Results In Europe prove Italian football still has some way to go.

Paddy Agnew’s Notes From Italy: Italian Football In Deep Recession

For those of us who argue that a country’s football results are often intimately linked to that particular nation’s economic stats, last week’s utterly abysmal set of Italian results in the Champions League and the Europa League serves to prove the point.   

As three clubs, Inter, Milan and Napoli, were eliminated while another three, Juventus, Roma and Lazio, were all beaten (even if all three had already qualified for the next round), one could only conclude that Italian football is indeed still stuck in the moment of a 20-year-old national recession. For those of us, including  your correspondent, who last week had the temerity to suggest that Champions League results this autumn might indicate a revival in Italian fortunes, this was a bitter delusion.

No one felt it more than former Italy and AC Milan coach, Arrigo Sacchi, a two time winner of the Champions Cup in the late 1980s, early 1990s at a time when his club team was arguably the best in the world. Writing in his “Gazzetta Dello Sport” column last Saturday, Sacchi mournfully concluded: “A terrible week of cup competitions has just finished. We managed to pick up one out of 18 possible points. This was a complete disaster, too much so to be just a fatality…

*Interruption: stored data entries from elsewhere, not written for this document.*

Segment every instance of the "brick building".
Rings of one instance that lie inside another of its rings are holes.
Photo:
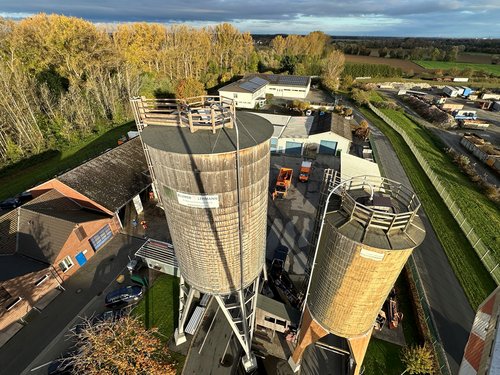
[[[56,189],[0,217],[0,332],[83,266],[120,225]]]
[[[34,197],[57,189],[82,207],[114,215],[123,227],[128,209],[142,210],[151,177],[139,137],[35,186]]]

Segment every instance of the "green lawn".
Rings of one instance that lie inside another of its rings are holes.
[[[179,310],[179,278],[160,275],[134,309],[146,328],[158,327],[163,341],[174,334]]]
[[[21,162],[17,166],[0,172],[0,200],[14,196],[32,186],[53,178],[55,175],[80,165],[83,161],[93,158],[108,148],[115,147],[120,136],[129,130],[135,129],[135,123],[128,122],[124,125],[110,129],[106,133],[96,134],[82,140],[63,151],[52,152],[49,158],[43,155],[34,156],[33,163],[26,166]],[[53,154],[53,155],[52,155]],[[42,160],[43,159],[43,160]]]
[[[389,138],[411,181],[413,189],[422,202],[425,213],[448,256],[450,264],[460,284],[464,288],[471,306],[473,309],[476,309],[495,288],[494,281],[491,279],[488,272],[486,272],[474,249],[459,228],[453,216],[450,214],[450,211],[436,189],[434,189],[429,178],[420,167],[420,164],[413,156],[405,141],[395,130],[372,111],[364,108],[362,108],[361,111],[369,121]],[[399,114],[399,112],[396,113]],[[422,131],[422,129],[420,129],[420,131]],[[445,157],[441,151],[432,145],[428,145],[427,147],[429,147],[428,152],[433,154],[436,160],[441,159],[444,163]],[[442,167],[440,174],[445,178],[453,180],[455,173],[453,171],[450,172],[451,167],[450,163],[446,163],[446,165]],[[490,233],[490,235],[493,233],[495,233],[495,231]]]
[[[445,146],[427,129],[415,124],[402,112],[390,109],[381,111],[404,129],[434,173],[441,177],[441,183],[452,195],[458,208],[484,244],[495,253],[496,259],[500,260],[498,207],[479,191],[458,166],[452,163],[451,158],[443,152]]]
[[[146,328],[158,327],[160,339],[166,345],[174,334],[178,320],[179,278],[164,274],[158,276],[133,312],[144,321]],[[170,355],[180,374],[186,357],[173,351]]]
[[[402,347],[372,338],[363,361],[365,375],[400,375],[404,371],[400,353]]]
[[[475,71],[484,71],[489,74],[494,74],[500,76],[500,65],[493,64],[472,64],[472,63],[459,63],[452,61],[413,61],[415,64],[420,65],[422,68],[426,69],[443,69],[448,70],[452,68],[457,68],[460,70],[472,69]]]

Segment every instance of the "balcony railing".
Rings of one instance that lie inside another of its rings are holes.
[[[197,96],[186,99],[130,99],[136,123],[188,127],[197,130],[232,128],[235,107],[232,100],[220,96]]]

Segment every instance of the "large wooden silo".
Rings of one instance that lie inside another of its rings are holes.
[[[251,352],[265,262],[271,123],[220,97],[131,99],[181,274],[177,344],[196,292],[215,296]],[[239,309],[239,310],[235,310]]]
[[[418,198],[400,183],[361,176],[331,186],[290,363],[331,333],[349,342],[357,373],[377,314],[425,230]]]

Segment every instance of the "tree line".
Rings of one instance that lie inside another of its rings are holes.
[[[257,71],[318,75],[334,89],[343,63],[321,32],[256,50],[227,23],[106,30],[60,15],[0,18],[0,167],[131,119],[132,96],[203,92]]]

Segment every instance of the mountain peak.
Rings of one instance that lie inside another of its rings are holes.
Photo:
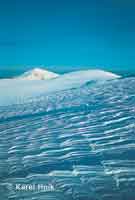
[[[25,72],[18,78],[22,80],[48,80],[48,79],[56,78],[57,76],[59,75],[54,72],[41,69],[41,68],[34,68],[32,70]]]

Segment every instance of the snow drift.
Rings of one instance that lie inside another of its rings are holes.
[[[0,80],[0,105],[23,103],[29,98],[40,95],[78,88],[89,81],[101,82],[116,78],[119,76],[102,70],[85,70],[58,75],[35,69],[16,79]]]

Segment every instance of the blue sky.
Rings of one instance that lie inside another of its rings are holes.
[[[0,68],[135,68],[135,1],[0,0]]]

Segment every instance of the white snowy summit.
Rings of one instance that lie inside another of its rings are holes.
[[[39,96],[44,97],[46,94],[54,94],[62,92],[62,90],[68,90],[72,93],[73,88],[81,89],[81,86],[84,88],[88,82],[94,81],[95,84],[99,82],[102,84],[104,81],[117,78],[120,78],[120,76],[98,69],[75,71],[59,75],[36,68],[25,72],[19,77],[0,80],[0,94],[2,94],[0,95],[0,106],[22,104],[29,100],[36,100]]]
[[[59,75],[54,73],[54,72],[50,72],[50,71],[40,69],[40,68],[35,68],[35,69],[32,69],[30,71],[25,72],[21,76],[17,77],[17,79],[21,79],[21,80],[48,80],[48,79],[56,78],[58,76]]]

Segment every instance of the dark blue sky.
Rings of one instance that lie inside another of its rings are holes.
[[[133,69],[135,1],[0,0],[0,68],[27,65]]]

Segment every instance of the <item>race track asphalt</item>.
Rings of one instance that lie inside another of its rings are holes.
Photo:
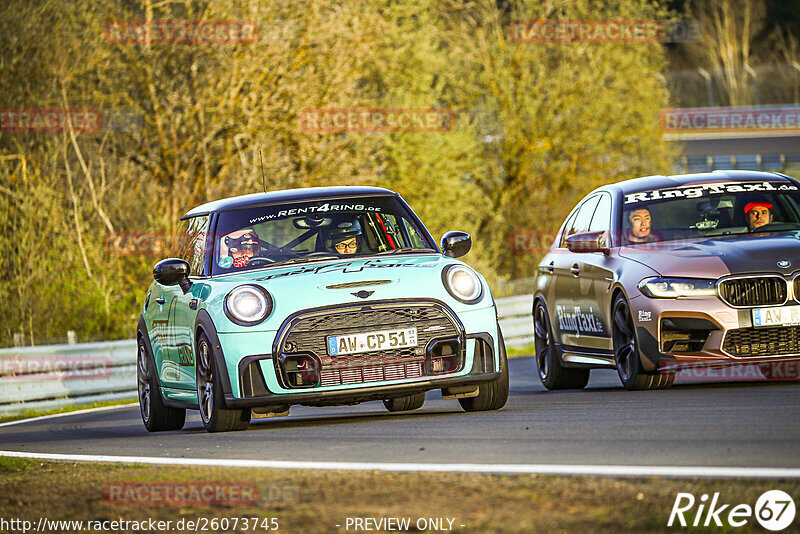
[[[0,450],[28,453],[331,462],[800,467],[800,383],[680,384],[622,389],[593,371],[587,389],[547,392],[532,358],[510,360],[500,411],[466,413],[428,394],[414,412],[380,402],[293,407],[244,432],[149,434],[138,406],[0,428]]]

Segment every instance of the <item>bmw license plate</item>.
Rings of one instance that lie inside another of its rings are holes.
[[[800,324],[800,306],[779,306],[753,310],[753,326],[786,326]]]
[[[398,328],[343,336],[328,336],[327,341],[328,354],[331,356],[402,349],[417,346],[417,329]]]

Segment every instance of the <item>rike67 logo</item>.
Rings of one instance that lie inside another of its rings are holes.
[[[767,530],[777,532],[792,524],[794,499],[781,490],[764,492],[755,506],[732,505],[720,501],[719,492],[709,500],[708,494],[695,499],[691,493],[678,493],[669,514],[668,527],[743,527],[753,518]]]

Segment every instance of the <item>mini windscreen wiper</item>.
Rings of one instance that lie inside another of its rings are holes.
[[[417,248],[417,247],[402,247],[402,248],[393,248],[392,250],[384,250],[383,252],[378,252],[377,255],[381,256],[383,254],[406,254],[409,252],[436,252],[432,248]]]
[[[327,255],[327,256],[303,256],[301,258],[292,258],[292,259],[286,260],[286,261],[279,261],[279,262],[273,263],[271,266],[274,266],[274,265],[289,265],[289,264],[292,264],[292,263],[307,263],[309,261],[340,260],[340,259],[342,259],[342,258],[339,257],[339,256],[334,256],[333,254],[330,254],[330,255]]]

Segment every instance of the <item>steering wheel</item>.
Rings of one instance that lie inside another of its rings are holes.
[[[273,260],[272,258],[265,258],[263,256],[253,256],[248,260],[247,265],[258,265],[259,263],[262,264],[275,263],[275,260]]]
[[[311,252],[311,253],[305,255],[306,258],[317,258],[317,257],[320,257],[320,256],[335,256],[335,254],[333,252],[321,252],[321,251],[318,251],[318,252]]]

“You cannot even argue that the others have more money. With the exception of Liverpool (Napoli), all the other opponents (the Swiss Young Boys, Czech side Viktoria Plzen, Dutch Club PSV Eindhoven, Greek side Olympiakos and German side Eintracht Frankfurt) have lower turnovers.

“Unfortunately, though, our football is the expression of an old society, one in economic, cultural and moral crisis… Ours is a conservative country which struggles to renew itself and to evolve.”

In pure football terms, the eliminations of Napoli, Inter and Milan were bitter pills. Napoli gave a good account of themselves at Anfield but still failed to pick up the draw that would have put them into the second round. Even if Liverpool’s goalkeeper, Brazilian Allison, pulled off a late miracle save from Polish striker Arkadi Milik, to deny the all-important equaliser, Napoli had not done enough to earn a draw in a game in which Liverpool missed a number of clear chances.

Napoli live to fight another day (in the Europa League along with Inter) and, in the meantime, bounced back from that disappointment with a vital last gasp 1-0 defeat of Cagliari on Sunday. Inter, too, are now also Europa League bound but their 1-1 Champions League home draw with PSV was especially disappointing with many critics arguing that, having scored their equaliser, Inter took their foot off the accelerator in the mistaken belief that 1-1 would be good enough. That, of course, did not calculate for Lucas Moura’s late equaliser  for Tottenham against Barcelona, the goal that secured second place for Spurs.

Inter’s city cousins, AC Milan, did arguably worse, losing their Europa League tie 3-1 away to Olympiakos, in a game when again a draw would have sufficed. If there is any consolation to be had, it is that all three teams eliminated ended up with the same number of points as the sides that put them out, namely Liverpool, Tottenham and Olympiakos. This would clearly suggest that the margins of their failures were much less than in some recent seasons.

There is also the gratifying thought that Dame Fortune maybe owes one to the Italian clubs. A debt that was perhaps immediately repaid when Roma drew Porto in Monday’s draw for the second round of the Champions League. Although as Roma icon, Francesco Totti, pointed out, Porto did win their qualifying Group whilst they are currently top of their league. We would add that Porto are also past winners, in the Mourinho era, of both the Champions and Europa Leagues which is rather more than Roma can claim.

Otherwise, Dame Fortune has pulled out few favours for the Italians. The best thing that one can say about the Juventus draw, for example, is that Atletico Madrid, is one side that the Italian champions will not be underestimating. Four years ago, Juventus lost away and drew at home in two Champions League group games against Atletico, so they are unlikely to feel overconfident about this draw.   

By the way, in case you missed it, the Juventus juggernaut resumed winning ways on Saturday night, with a 1-0 Turin derby win over Torino thanks to a Ronaldo penalty. Yet again, Torino probably did not deserve to lose but, as always, the Old Lady was merciless. In the meantime, Juventus put that strange (if painless) defeat by Young Boys on a frozen, synthetic pitch in Bern far behind them.

As for the Europa League draw, even if Inter and Napoli, against Rapid Vienna and FC Zurich respectively, should have no reason to panic, Lazio have clearly drawn the short straw in the shape of five time winners FC Seville. If there was one club that you wanted to avoid at this stage, it was probably Sevilla.

At least, at the end of a bitterly disappointing week, there are still five Italian clubs alive and battling on the European front. At this stage, Juventus in the Champions League and Napoli in the Europa League would look like Italy’s best prospects. As they say, it ain’t over until the Fat Lady sings.